Field reference (verified against the live CRD via oc explain clustercurator.spec.upgrade):

Field	Type	Notes
`desiredCuration`	string enum	`install`, `upgrade`, `scale`, `destroy`. `""` clears, allowing re-arm.
`upgrade.desiredUpdate`	string	Target X.Y.Z. Required.
`upgrade.channel`	string	Update channel. Should match what the spoke is on (or one it can switch to).
`upgrade.intermediateUpdate`	string	EUS→EUS only. Curator will hop through this version first.
`upgrade.monitorTimeout`	int (minutes)	Default 120. Only affects the `monitor-upgrade` container; the upgrade keeps going if it expires.
`upgrade.upstream`	string	Override OSUS URL.
`upgrade.prehook` / `posthook`	[]obj	Ansible Tower job specs.
`upgrade.overrideJob`	obj	Full pod template — completely replaces the default job.
`upgrade.towerAuthSecret`	string	Tower secret for prehook/posthook.
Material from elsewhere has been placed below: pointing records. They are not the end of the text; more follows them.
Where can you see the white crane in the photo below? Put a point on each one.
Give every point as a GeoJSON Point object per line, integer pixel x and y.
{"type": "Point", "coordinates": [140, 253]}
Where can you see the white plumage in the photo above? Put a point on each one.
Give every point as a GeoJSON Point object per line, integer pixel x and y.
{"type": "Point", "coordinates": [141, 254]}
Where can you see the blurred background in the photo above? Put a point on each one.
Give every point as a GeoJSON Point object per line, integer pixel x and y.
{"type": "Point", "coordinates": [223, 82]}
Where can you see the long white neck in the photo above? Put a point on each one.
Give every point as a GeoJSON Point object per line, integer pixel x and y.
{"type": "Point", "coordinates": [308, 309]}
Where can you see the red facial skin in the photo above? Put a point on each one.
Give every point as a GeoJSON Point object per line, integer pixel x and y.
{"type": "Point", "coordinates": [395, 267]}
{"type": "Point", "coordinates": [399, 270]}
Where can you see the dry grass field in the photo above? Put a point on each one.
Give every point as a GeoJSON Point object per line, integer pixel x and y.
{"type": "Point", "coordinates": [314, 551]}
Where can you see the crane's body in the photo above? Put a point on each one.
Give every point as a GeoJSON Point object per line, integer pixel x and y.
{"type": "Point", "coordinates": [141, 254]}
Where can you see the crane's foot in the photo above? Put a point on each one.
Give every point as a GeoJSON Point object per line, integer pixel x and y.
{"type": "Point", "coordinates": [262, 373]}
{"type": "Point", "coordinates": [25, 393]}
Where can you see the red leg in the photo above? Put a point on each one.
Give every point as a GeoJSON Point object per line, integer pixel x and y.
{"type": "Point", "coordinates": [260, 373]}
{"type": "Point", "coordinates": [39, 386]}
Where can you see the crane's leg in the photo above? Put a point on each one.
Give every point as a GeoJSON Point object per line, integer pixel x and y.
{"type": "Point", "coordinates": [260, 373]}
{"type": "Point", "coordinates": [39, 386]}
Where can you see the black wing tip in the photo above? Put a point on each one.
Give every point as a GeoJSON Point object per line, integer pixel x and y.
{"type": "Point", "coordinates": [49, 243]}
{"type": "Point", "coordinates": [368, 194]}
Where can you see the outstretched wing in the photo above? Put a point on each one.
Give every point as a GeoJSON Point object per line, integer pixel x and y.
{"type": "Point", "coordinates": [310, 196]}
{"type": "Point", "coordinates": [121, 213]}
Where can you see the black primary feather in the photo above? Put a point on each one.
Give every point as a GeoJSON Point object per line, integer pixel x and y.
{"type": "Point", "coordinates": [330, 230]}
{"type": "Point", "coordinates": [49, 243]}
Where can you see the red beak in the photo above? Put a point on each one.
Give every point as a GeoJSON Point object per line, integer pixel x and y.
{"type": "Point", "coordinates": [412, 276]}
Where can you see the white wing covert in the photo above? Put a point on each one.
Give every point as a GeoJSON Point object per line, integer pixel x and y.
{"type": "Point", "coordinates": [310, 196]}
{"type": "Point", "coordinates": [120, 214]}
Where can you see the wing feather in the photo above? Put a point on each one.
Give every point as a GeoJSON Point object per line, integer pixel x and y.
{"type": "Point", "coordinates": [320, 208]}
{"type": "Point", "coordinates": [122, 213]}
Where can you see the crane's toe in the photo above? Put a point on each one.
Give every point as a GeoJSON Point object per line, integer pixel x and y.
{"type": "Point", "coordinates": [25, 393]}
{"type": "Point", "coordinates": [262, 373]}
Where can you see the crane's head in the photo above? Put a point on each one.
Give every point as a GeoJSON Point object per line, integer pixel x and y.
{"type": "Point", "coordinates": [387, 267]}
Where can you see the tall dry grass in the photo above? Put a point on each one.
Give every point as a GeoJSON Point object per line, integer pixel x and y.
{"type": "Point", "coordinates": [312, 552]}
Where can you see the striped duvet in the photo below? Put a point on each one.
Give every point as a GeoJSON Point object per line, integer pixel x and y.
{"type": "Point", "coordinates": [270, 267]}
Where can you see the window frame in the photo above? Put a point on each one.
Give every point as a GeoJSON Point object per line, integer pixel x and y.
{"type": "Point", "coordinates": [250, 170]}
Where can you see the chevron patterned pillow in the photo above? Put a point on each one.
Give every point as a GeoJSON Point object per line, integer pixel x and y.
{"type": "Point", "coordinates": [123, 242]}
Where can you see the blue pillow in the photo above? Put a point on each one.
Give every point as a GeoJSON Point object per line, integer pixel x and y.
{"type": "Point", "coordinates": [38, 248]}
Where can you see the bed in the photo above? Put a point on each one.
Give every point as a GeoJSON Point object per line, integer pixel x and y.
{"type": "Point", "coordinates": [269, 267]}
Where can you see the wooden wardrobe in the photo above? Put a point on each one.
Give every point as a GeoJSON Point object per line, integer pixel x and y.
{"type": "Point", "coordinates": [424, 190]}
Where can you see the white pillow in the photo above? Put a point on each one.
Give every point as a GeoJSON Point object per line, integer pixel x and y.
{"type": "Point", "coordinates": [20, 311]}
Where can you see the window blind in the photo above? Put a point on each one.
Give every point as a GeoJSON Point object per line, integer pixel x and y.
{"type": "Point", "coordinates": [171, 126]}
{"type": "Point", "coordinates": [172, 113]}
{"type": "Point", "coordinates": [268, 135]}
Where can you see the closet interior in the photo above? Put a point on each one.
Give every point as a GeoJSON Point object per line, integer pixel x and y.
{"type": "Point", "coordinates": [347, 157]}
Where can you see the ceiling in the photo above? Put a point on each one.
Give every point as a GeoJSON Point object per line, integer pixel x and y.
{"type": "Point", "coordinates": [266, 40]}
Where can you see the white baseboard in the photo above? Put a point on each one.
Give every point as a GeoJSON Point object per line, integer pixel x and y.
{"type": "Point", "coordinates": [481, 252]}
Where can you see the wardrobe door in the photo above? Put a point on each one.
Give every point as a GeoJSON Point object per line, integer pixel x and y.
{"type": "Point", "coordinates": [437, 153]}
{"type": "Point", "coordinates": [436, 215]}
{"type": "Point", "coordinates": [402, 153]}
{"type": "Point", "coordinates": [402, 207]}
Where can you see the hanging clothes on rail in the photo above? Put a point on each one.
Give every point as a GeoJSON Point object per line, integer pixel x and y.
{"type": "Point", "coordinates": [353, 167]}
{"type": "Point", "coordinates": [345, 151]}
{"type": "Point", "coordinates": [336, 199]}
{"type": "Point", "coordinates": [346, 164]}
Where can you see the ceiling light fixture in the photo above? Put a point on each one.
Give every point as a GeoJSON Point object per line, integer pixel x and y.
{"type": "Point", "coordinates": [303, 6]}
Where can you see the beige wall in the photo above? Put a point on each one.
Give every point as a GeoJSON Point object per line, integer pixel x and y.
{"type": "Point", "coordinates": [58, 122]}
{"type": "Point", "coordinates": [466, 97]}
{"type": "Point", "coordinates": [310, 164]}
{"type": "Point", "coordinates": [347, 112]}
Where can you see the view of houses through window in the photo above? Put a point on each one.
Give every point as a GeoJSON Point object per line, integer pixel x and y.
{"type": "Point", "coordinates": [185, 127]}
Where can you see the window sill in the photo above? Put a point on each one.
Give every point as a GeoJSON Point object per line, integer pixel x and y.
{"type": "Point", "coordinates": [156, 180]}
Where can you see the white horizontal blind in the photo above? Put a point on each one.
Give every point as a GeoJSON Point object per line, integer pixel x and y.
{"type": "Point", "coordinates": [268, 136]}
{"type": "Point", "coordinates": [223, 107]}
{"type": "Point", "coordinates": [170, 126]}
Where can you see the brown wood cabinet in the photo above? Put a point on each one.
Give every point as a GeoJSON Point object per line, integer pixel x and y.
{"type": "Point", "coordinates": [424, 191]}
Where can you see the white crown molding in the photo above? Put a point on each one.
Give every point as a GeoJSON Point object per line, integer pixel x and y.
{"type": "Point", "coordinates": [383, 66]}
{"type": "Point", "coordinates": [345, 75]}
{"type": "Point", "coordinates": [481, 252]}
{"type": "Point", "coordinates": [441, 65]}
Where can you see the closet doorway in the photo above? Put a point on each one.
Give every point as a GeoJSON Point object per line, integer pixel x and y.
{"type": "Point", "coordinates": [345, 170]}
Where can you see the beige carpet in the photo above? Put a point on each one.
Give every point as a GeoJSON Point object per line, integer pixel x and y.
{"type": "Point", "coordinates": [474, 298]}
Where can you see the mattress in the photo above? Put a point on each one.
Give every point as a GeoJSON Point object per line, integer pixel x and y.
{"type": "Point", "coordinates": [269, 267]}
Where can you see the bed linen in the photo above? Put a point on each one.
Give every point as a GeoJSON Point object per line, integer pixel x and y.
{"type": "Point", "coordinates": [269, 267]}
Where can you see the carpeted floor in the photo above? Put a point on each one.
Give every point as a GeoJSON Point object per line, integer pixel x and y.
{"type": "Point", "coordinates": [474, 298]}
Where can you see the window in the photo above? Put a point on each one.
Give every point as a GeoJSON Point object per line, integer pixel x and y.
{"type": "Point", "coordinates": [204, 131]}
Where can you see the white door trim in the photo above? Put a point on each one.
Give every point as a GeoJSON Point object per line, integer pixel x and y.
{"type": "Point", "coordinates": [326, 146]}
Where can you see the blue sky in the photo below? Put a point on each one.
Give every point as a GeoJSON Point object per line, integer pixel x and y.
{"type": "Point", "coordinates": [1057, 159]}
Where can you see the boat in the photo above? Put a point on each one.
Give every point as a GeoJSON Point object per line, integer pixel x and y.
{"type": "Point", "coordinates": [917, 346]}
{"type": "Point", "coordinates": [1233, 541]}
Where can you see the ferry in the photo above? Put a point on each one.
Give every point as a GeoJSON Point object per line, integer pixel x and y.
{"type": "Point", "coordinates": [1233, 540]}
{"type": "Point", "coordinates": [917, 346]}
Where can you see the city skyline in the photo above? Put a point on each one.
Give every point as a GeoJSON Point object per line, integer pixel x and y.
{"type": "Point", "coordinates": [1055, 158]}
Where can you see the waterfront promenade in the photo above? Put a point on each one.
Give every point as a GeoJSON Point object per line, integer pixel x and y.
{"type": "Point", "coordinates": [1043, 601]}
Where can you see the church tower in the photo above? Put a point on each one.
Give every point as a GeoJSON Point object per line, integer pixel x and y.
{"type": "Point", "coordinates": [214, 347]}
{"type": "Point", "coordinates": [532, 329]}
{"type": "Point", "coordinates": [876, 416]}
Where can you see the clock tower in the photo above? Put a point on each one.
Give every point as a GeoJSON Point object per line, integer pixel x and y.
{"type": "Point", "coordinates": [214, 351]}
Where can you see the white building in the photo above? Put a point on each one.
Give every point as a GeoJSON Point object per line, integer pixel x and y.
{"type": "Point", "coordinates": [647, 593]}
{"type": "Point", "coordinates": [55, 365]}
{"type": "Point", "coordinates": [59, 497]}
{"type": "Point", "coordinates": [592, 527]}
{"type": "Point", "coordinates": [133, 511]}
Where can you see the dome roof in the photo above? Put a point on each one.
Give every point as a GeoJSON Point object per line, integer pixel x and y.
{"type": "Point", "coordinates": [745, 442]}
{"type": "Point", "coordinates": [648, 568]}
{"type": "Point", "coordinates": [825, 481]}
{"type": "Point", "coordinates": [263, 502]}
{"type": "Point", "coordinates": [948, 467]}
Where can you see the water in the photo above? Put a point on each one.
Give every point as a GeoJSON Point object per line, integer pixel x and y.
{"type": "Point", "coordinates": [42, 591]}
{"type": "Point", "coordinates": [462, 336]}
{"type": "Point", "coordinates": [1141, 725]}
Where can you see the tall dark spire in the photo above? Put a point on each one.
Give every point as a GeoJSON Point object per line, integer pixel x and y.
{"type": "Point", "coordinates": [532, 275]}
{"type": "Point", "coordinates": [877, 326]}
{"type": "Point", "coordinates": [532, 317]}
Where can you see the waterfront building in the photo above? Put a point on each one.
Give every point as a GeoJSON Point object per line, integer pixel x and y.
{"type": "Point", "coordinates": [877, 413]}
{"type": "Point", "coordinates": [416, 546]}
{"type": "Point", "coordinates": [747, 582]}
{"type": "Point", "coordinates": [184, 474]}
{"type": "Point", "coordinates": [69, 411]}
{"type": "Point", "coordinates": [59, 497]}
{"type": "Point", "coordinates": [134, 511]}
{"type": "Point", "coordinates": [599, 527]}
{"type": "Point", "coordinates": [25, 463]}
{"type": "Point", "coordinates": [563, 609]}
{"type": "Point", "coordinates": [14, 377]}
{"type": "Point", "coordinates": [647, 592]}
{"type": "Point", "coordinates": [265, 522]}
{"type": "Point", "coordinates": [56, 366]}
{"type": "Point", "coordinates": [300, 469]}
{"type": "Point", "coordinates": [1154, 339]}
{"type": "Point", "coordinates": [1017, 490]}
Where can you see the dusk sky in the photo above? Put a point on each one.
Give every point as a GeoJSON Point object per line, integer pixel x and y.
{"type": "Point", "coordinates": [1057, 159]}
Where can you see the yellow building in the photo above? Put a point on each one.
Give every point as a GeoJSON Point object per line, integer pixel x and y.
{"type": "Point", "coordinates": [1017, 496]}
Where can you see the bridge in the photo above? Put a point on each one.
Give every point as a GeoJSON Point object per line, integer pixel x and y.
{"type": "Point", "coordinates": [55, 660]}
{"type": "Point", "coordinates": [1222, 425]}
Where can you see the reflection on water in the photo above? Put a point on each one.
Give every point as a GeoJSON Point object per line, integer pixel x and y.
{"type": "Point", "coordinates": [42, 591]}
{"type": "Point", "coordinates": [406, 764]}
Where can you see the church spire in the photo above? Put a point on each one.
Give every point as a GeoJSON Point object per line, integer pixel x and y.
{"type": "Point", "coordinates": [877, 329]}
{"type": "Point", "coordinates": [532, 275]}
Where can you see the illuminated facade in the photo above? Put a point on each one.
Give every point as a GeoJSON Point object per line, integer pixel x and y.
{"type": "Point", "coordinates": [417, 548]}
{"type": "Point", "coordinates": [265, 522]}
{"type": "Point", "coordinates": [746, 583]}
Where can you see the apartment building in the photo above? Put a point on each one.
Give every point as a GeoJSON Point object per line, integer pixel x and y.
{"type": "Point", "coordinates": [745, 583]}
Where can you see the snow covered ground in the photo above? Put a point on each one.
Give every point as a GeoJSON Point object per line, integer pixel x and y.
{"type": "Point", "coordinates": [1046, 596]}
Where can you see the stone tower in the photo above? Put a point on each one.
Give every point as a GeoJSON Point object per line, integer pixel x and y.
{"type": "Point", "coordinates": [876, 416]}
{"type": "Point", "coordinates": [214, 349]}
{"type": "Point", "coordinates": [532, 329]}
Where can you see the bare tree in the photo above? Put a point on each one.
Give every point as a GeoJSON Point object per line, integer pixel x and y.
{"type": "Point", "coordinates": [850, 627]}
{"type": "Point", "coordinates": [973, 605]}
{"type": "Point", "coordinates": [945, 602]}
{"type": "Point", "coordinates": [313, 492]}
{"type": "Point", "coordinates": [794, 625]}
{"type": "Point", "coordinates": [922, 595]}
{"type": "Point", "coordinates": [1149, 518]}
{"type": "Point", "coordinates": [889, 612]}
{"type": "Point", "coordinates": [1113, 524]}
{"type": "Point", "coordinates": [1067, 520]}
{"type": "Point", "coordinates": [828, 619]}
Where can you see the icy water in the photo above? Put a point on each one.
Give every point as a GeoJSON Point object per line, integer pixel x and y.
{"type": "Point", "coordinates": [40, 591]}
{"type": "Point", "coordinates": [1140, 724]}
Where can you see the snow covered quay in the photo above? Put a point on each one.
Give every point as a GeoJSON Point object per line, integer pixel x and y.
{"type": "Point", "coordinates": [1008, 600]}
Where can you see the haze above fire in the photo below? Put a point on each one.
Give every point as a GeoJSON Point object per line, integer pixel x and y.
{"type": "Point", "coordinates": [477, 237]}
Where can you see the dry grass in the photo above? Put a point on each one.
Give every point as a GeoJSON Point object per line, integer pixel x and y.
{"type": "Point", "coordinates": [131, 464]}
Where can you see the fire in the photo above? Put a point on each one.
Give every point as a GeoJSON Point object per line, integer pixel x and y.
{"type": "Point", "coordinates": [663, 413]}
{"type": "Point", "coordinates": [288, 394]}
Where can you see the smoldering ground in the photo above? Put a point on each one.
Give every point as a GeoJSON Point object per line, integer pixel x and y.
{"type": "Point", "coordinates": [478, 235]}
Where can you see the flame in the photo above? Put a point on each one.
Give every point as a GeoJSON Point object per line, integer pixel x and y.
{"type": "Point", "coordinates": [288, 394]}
Server-side validation before applying

oc apply --dry-run=server -f curator-anaeem-4.20.11.yaml

Catches schema mistakes without creating anything.

Apply

oc apply -f curator-anaeem-4.20.11.yaml

The curator controller picks it up within a few seconds, populates spec.curatorJob, and creates the Job.

4. Watching progress

4.1 Curator-side (hub)

# CR conditions — the canonical view of curator state
oc get clustercurator -n anaeem anaeem \
  -o jsonpath='{range .status.conditions[*]}{.type}={.status} {.message}{"\n"}{end}'

# Example output during a healthy upgrade:
#   clustercurator-job=False  curator-job-rtpw6 DesiredCuration: upgrade
#   upgrade-cluster=True      Completed executing init container
#   monitor-upgrade=False     Upgrade status - Working towards 4.20.11: 119 of 959 done (12% complete), waiting on etcd, kube-apiserver

# The job and pod
oc get jobs,pods -n anaeem | grep curator

# Live tail of the monitor container (this is the most useful single command during an upgrade)
JOB=$(oc get clustercurator -n anaeem anaeem -o jsonpath='{.spec.curatorJob}')
oc logs -n anaeem -l job-name=$JOB -c monitor-upgrade -f

Condition meanings:

clustercurator-job — overall job lifecycle. False/Job_has_finished here is misleading; it just means a job was launched.
upgrade-cluster — True once the init container successfully patched the spoke.
monitor-upgrade — carries the live progress message. Becomes True on success.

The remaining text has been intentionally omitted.